Lavorazioni artigianali per architetture dinamiche che si ispirano al mondo naturale, materiali preziosi ovattati da trattamenti che li rendono gommosi e opachi, colore delle pelli che si estende ai dettagli metallici: è una femminilità che non ha bisogno di ostentare la propria complessità, un lusso ovattato, impalpabile, leggero.

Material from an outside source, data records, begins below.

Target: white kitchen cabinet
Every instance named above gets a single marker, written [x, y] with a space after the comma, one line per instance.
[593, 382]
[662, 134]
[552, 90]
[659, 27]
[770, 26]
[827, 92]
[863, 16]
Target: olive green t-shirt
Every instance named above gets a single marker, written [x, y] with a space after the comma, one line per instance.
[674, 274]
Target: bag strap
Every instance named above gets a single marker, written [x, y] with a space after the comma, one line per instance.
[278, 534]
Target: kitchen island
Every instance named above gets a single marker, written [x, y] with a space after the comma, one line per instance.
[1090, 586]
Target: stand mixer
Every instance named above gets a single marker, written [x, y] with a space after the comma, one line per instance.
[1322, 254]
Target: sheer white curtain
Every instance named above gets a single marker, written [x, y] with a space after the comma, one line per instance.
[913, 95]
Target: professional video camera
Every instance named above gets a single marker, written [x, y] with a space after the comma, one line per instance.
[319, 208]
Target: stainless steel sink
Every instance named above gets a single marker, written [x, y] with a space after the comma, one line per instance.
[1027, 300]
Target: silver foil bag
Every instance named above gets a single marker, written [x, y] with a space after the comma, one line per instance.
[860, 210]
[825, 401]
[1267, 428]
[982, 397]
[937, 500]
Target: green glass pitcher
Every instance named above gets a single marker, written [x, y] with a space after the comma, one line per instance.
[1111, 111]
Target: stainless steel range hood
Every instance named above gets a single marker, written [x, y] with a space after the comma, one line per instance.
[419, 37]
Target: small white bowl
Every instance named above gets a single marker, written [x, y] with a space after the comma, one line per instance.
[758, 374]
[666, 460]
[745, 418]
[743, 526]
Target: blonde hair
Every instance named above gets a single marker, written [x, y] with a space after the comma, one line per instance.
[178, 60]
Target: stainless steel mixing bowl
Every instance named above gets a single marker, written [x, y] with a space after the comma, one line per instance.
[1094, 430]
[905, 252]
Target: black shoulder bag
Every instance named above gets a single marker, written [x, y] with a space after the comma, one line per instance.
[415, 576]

Strutture rigide in pitone cerato che come gusci imbrigliano morbide sacche in camoscio, dettagli di abiti plissettati ripetuti e calibrati per dar vita a borse in soffice nappa gommata, intrecci di strutture flessibili rivestite da una membrana in pitone ramato che definisce il volume del corpo, modulazione di soffietti in vitello all’anilina per una nuova interpretazione della selleria classica.

Leitmotiv sono la costante cura del dettaglio e l’attenta ricerca di soluzioni innovative: cime di navi si traducono in morbidi intrecci di nappa per impugnature ergonomiche, tagli e cuciture si rincorrono in un fluido dinamismo, lavorazioni manuali permettono di riscoprire il gusto del prodotto italiano artigianale.

Lucertole, granchi e elefanti d’ottone lasciano gli antichi portoni veneziani trasformandosi di volta in volta in particolari chiusure o inusuali attacchi per manici: sperimentali verniciature a caldo, miste a polveri di talco, permettono loro di confondersi con la nappa come abili camaleonti.

Atmosfere cromatiche immerse in colori talcati dai toni neutri, cipria e grigi chiari nelle loro gradazioni, con punte che variano dal rame freddo al corallo.